Monday, August 22, 2011

US diplomat foresaw DAP gains but not Pakatan success

WIKILEAKS | Cablegate Ref: 06KUALALUMPUR1975

by uppercaise
US diplomat Mark D Clark correctly predicted in 2006 that Malaysian Chinese voters would desert the Barisan Nasional because of its increasingly Islamic tone and greater reliance on racial politics, and that the DAP would benefit at the general election.

But he failed to foresee the extent of damage to the MCA and the Gerakan, and he could not know that the three main opposition parties (PAS, the DAP, and Parti Keadilan Nasional) would effectively combine to deliver a significant blow to the ruling party.

Clark’s comments were made in a secret cable to the State Department on Aug 19, 2006. He was then the political counsellor (head of the political section) at the US Embassy in Kuala Lumpur.

In the cable, published on Friday at Malaysia Today through WikiLeaks, Clark correctly predicted a general election either in the fourth quarter of 2007 or the first quarter of 2008. The elections were indeed held in the first quarter of 2008, on March 8.

He foresaw BN’s loss of Malaysian Chinese votes because of bumiputra policies. “As Chinese sensitivities heighten regarding Malay-centric policies, discontent with the status quo grows,” he said.

He also noted, as many Malaysian political pundits have also observed, that the Abdullah Ahmad Badawi government had allowed greater freedom of speech in the post-Mahathir era.

It had “allowed greater public airing of such discontent, albeit with limits”, although Abdullah was also “unable to shut down divisive debates in stark contrast to Mahathir’s firm control”.

Clark commented that no one was yet predicting the collapse of the Barisan Nasional and that Umno was not in danger of losing significant numbers of votes. But the BN’s Chinese component parties (the MCA and Gerakan principally) feared they would lose votes. “Growing discontent in the Chinese community has led many political pundits to forecast that many Chinese will abandon MCA and Gerakan and vote for DAP in the next election.”

But Clark, writing in 2006, did not see the opposition parties being able to provide Malaysians a real alternative.

He said “Chinese voters have poor alternatives. DAP and KeADILan are not sufficiently organised to provide a real alternative to BN, particularly given the disproportionate powers wielded by the Umno-led coalition.

The Pan-Malaysia Islamic Party (PAS), the strongest Malay-based opposition party, holds no appeal for the Chinese electorate.
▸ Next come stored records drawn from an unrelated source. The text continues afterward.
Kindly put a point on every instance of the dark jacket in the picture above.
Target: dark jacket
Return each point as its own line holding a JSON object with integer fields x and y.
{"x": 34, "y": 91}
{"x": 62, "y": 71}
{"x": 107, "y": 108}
Without better alternatives, MCA and Gerakan will not lose their dominance of the Chinese vote.”

Two years later, after the release of Anwar Ibrahim, the rise of Hindraf and the massive outburst of public discontent at the first Bersih rally, a working alliance of PAS, DAP, and PKR had been forged.

And when the elections came around, the MCA and Gerakan were indeed supplanted by the DAP as the choice of Chinese voters, especially in Penang, where the two parties were wiped out.